The NICU Aftercare Clinic at Hummingbird Pediatric Therapies helps parents navigate life with their new babies

A team of pediatric therapists—including physical therapist Jacob Cetera (center)—works with infants at the NICU Aftercare Clinic at Hummingbird Pediatric Therapies.
A team of pediatric therapists—including physical therapist Jacob Cetera (center)—works with infants at the NICU Aftercare Clinic at Hummingbird Pediatric Therapies.

Last fall, Abigail Beard was 34 weeks pregnant with twins when she and her husband, David, traveled from their home in Normal, Illinois, to Hinsdale to celebrate with friends and family at their baby shower. While in town, Beard ended up delivering their son and daughter early, and the babies required a five-month stay in a neonatal intensive care unit (NICU).
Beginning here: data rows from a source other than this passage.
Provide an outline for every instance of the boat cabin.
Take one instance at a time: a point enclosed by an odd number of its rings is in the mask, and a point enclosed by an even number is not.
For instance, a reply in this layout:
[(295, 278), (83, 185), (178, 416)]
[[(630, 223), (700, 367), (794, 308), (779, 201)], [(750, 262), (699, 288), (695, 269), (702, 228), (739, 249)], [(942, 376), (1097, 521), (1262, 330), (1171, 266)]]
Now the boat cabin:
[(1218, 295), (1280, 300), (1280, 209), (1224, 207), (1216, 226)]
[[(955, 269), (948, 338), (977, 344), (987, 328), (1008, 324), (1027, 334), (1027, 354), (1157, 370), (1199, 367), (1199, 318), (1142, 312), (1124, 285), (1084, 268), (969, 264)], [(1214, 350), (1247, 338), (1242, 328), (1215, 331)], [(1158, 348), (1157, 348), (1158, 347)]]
“The biggest advice we were given in the NICU with medically complex infants—apart from regular infant care—was therapy,” Beard says. “Physical, occupational, feeding—all those kinds of therapy.” The family was relieved to find the support and treatment they needed all in one place with the NICU Aftercare Clinic at Hummingbird Pediatric Therapies in the western suburbs.

“Having a baby born premature or a baby that needs a NICU stay, you have so much support in the NICU, and then you’re discharged home, and it’s like, ‘What do I do with this little baby now?’ ” says Christina Morrissey, pediatric speech pathologist and owner and CEO of Hummingbird Pediatric Therapies. She started her practice in Hinsdale 30 years ago and now has locations in Woodridge (9018 Heritage Pkwy.), Westmont (750 Pasquinelli Dr.), and a newly opened clinic in Elmhurst (501 W. Lake St.). The practice offers a wide array of services for babies and children, including speech, occupational, physical, Dynamic Movement Intervention, and feeding therapies.
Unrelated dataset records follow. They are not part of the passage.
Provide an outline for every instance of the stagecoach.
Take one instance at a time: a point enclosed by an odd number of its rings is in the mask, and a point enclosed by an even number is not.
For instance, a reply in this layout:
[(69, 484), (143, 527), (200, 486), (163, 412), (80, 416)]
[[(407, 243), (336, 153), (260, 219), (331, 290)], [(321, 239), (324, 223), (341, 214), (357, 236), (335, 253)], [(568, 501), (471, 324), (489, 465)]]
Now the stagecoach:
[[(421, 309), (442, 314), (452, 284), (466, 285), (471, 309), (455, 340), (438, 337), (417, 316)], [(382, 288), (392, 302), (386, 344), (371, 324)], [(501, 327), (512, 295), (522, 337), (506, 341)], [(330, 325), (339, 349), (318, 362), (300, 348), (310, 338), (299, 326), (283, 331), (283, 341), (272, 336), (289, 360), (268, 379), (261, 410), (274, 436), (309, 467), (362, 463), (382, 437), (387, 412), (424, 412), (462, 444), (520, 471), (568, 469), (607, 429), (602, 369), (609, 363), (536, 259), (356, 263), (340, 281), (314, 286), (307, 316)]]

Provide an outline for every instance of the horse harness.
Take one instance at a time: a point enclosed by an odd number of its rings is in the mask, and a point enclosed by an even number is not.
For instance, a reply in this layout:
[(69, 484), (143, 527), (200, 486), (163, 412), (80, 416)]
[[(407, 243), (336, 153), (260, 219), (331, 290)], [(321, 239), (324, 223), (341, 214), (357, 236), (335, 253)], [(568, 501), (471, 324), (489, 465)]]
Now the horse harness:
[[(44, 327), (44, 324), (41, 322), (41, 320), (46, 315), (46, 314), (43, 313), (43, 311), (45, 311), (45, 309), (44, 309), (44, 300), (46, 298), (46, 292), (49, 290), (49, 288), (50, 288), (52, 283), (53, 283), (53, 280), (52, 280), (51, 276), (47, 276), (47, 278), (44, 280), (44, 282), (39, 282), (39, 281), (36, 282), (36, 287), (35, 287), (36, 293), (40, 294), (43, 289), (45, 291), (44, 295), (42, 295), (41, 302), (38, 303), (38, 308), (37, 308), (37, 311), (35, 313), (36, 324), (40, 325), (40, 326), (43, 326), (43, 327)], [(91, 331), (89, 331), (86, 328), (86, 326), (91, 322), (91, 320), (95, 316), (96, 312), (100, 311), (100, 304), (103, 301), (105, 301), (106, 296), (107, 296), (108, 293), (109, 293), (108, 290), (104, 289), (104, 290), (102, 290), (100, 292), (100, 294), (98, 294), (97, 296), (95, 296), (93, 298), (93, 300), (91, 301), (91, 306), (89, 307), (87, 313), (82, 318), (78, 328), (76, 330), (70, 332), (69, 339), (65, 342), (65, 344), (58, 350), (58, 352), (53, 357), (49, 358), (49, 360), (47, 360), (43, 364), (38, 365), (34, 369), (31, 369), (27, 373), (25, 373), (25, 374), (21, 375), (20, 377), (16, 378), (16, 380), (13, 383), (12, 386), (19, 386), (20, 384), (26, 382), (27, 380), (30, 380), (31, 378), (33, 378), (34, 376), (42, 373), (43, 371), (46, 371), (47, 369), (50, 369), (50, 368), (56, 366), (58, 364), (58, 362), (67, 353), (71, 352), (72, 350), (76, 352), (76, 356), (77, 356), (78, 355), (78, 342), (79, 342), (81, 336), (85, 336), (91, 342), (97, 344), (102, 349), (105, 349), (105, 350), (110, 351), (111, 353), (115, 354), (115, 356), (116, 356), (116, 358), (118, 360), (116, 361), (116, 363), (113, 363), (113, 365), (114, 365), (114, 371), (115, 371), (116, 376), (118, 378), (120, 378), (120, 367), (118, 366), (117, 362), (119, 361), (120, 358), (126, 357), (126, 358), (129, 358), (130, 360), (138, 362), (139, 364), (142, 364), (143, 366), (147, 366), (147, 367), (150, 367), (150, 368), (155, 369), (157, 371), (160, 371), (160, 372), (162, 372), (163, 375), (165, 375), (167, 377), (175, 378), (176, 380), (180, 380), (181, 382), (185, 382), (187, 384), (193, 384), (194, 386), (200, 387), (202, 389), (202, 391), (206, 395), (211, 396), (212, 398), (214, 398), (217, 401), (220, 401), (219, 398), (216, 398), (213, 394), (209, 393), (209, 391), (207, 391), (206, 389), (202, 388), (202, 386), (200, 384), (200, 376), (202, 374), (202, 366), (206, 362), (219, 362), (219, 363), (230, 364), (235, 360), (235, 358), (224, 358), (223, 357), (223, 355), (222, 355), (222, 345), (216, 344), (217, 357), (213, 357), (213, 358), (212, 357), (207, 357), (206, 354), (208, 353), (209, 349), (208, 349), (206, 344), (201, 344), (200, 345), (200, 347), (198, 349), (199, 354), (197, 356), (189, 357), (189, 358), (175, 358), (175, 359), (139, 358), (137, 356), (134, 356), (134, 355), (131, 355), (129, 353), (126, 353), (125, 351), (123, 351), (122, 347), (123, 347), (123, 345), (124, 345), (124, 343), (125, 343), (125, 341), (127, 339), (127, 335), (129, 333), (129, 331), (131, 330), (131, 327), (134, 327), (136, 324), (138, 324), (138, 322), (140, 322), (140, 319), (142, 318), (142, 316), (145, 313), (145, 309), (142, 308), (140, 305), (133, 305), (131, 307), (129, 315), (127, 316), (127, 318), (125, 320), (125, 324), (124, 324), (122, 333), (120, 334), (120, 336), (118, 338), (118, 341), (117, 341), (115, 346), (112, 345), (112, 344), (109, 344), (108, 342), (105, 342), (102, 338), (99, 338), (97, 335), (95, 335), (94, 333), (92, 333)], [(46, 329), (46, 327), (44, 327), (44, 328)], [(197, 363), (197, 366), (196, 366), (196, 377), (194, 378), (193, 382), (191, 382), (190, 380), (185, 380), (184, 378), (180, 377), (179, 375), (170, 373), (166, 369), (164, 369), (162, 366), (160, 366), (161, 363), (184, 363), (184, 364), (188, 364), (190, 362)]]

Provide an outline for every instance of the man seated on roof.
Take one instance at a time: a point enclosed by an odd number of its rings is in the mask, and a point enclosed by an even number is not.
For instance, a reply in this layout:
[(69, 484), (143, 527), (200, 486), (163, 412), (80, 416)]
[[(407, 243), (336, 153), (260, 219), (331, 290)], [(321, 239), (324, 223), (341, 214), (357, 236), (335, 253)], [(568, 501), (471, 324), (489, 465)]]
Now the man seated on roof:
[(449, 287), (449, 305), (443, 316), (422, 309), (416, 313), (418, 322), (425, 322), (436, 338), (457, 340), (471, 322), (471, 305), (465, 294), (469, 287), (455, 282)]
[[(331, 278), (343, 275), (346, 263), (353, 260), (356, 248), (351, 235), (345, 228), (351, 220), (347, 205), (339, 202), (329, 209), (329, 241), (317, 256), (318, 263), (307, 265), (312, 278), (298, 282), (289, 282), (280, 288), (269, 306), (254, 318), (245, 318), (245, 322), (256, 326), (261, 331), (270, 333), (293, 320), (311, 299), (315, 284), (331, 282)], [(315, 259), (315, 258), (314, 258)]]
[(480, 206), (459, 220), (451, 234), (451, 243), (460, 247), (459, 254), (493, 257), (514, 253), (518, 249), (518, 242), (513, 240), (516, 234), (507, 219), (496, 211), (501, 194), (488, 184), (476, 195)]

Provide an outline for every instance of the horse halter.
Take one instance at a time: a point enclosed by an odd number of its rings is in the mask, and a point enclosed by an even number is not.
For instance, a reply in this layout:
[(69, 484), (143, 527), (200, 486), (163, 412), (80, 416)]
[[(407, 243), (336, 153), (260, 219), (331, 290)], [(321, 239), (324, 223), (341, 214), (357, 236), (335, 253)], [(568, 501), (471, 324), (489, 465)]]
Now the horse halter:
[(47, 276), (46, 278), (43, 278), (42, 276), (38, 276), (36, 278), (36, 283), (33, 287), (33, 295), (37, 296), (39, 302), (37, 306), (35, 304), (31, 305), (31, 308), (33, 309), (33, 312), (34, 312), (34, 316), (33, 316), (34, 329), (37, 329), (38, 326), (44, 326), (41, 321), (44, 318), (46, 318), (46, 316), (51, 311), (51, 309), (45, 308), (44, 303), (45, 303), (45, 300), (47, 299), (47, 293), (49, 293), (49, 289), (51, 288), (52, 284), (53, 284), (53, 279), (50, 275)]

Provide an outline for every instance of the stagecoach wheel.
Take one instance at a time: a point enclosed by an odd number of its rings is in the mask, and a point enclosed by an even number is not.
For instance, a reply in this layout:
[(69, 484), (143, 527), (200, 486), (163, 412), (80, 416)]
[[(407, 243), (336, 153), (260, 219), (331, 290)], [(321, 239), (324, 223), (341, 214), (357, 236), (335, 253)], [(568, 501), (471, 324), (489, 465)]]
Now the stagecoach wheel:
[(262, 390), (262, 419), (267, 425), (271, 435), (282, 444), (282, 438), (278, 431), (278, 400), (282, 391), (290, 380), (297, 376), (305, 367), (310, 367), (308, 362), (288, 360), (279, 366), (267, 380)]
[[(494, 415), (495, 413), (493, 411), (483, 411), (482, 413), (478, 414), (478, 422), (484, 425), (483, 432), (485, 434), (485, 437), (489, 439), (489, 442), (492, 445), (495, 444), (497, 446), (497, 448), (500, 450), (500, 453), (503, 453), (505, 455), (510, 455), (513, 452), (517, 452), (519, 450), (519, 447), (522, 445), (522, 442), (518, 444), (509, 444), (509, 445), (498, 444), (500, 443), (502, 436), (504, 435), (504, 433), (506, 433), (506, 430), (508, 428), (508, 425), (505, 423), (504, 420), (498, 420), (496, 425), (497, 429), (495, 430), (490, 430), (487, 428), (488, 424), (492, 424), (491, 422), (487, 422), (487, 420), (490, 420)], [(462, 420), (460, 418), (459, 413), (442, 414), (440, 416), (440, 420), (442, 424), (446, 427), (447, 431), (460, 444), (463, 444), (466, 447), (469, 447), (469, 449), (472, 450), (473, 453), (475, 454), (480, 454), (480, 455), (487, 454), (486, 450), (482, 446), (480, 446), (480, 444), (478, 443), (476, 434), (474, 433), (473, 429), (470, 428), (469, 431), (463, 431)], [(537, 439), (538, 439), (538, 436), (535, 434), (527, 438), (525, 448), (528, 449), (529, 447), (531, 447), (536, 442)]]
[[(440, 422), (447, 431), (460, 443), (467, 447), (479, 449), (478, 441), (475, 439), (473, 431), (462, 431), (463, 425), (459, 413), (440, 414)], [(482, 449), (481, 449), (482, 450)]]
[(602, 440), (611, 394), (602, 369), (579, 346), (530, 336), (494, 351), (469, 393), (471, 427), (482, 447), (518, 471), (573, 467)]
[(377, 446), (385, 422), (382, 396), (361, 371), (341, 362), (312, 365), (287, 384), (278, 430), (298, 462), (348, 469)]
A man and woman playing with a baby

Through Hummingbird’s NICU Aftercare Clinic—a program offered at all three locations—parents of preemies can work with a team of therapists all in the same place during the same appointment time. This helps reduce the mental load that parents take on when it comes to relaying information among their child’s therapists and makes for a lower-stress experience with continuity of care, says Jacob Cetera, clinical outreach manager and physical therapist at Hummingbird. “[As a parent of a NICU baby,] you are putting a lot of pressure on yourself to become the child’s social worker…and emotionally it becomes too much,” Cetera says. “The quality of care is so much more comprehensive here because it’s all under one roof. If you tell one therapist something here, we all know and we have a team approach.”

Beard credits the Hummingbird team for helping her and her husband navigate the challenges of caring for their medically complex twins. “My daughter has a severe oral aversion, and [our therapists] are helping me work through that. She also gets very, very tired very quickly when it comes to eating,” Beard says. Her daughter recently received a new nasogastric tube for feeding. “For my son, the biggest thing is getting him moving and making sure that if cerebral palsy is an issue, that we diagnose it right away so we can get in front of it.”

A typical therapy session for infants at Hummingbird might include physical therapy (PT) for muscle development, occupational therapy (OT) to help with daily caregiving tasks, and feeding therapy (to help support breastfeeding, bottle feeding, or a feeding tube), all strategically timed within one appointment. “We don’t want to have [a baby] do a feed and then do PT and OT sessions and be on their stomach,” Cetera says. That would be a one-way ticket to spit-up city. “We can do the PT and OT first together as a cotreatment, and then have that feeding session after to maximize all the therapeutic gains.”

Did you know?

September is NICU Awareness Month, and September 30 is NICU Awareness Day (nicuawareness.org).